Van Gölü İncileri

Van Gölü İncileri


ŞAİRİN KOLUNA SAATSİN

MUSTAFA IŞIK

Kudüs!.. hüzne yakışan şehir

ümmetin solgun çiçeği

ölümden öte vatan

göklerin övüncüsün

söylemeye dudak arayan

güzelinden kelam

sen ki İstanbul’a ayna

Mekke’ye kardeşsin, ey Kudüs

yer sende açar göğsünü

Fahri Âlem göğe çıkarken

şairin koluna saatsin,

ümmetin sinesine sığmaz sancı

müşfik annesin ruhlarımızı besleyen

şehirsin ki görünenin ötesi

cennetten coğrafya, varlığı imtihan

ezelden ebede çağlar aydınlatan

ey, mührü kayıp sandık

nerede şimdi, gönül semamıza

kapıları açacak komutan

kudüs, sensin, asırlar boyu

canımıza can katan canan,

hüzne yakışan gülden şehir

şairin koluna saatsin sen

EY KUDÜS …

ŞİFANUR ÖZÇELİK ŞİRİN

Ey Kudüs!Söyle nazlı sevdiğim

Şu göğsüme oluk oluk ne kattın

'Sevgi ve ümitten bAŞKa...'

Üzülme!Kavuşmak bAŞKa bahara...

Beklerim, bir gün değil bir ömür

Çölümü güle çeviren ey rüya

Ölüm gelene kadar, perdeler ardında

Gelir diye beklerim…

“Allah bize yeter.

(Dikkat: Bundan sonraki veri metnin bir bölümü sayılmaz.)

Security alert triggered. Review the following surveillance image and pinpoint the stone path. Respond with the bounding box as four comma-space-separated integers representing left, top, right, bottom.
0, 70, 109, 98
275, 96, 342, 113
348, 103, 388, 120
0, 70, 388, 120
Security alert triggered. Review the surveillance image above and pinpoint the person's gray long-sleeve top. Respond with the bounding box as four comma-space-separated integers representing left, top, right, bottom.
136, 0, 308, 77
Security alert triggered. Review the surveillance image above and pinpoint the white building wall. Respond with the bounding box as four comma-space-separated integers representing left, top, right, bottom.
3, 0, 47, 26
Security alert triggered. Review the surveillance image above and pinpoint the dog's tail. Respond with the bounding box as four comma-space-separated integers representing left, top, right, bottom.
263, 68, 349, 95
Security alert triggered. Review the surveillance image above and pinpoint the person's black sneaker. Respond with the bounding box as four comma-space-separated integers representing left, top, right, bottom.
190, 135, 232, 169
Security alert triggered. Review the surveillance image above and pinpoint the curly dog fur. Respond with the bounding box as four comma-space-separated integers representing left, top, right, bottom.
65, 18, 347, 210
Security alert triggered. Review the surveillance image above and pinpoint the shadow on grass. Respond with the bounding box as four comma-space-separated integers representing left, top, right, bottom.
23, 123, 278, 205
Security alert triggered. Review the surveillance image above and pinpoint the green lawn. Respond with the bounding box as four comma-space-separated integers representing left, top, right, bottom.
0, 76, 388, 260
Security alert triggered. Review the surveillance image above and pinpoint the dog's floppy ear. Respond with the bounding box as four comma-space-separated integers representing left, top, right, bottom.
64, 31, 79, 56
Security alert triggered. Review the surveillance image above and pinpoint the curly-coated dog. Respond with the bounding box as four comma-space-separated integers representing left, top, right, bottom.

O ne güzel vekildir...” derim.

Cennetin müjdesini kendinde sanan kullarınla

bu biçare kulunu imtihan etme Ya Rabbim...

Sen affedersen affedilirim...

Bağışlayan ... tekrar bağışlayan ...

Ve gidecek kapım olmadığında da tekrar

aciz kulunu dergahı ilahinde misafir eden...

İncitmeden defalarca seven

Sensin Ya Rabbim...

Senin Rızandan Gayrısına Yokum

Koru bizi Cehennemden...

Ey Ümmet-i Muhammed ...Ey Filistinli!

Ey Tunuslu!Ey Suriyeli! Ey Türkistanlı!

Ey Arakanlı...Ey acısı acım olan kardeşlerim...

Benimle konuşurken göz pınarlarınızdaki

damladan ne demek istediğinizi iyi anlıyorum...

Bir gün: Ben ve sizler, Kabe'nin karşısında,

Medine'nin beyaz taşlarında,

Kudüs'ün avlusunda kıyama duracağız...

Secdelerimiz arşı inletecek...

Ve o gün tüm aşk ehli hamdüsenalar edecek...

Ey Kafirler! Srebrenicanın yanına Halepi,

Halep'in yanına İdlib'i, İdlib’in yanına

gürül gürül çağlayan o mahsun Afganistan’da

şehit olan çocuk hafızları acıyla yazdık!

Nerede bir gözyaşı varsa kalbimiz

daha öfkeli bir dik duruşla derinden kanar.

Unutmayın ki Allah Ya Kahhardır.(c.c.)

Allah hesap sorucudur. Allah’ın azabı şiddetlidir.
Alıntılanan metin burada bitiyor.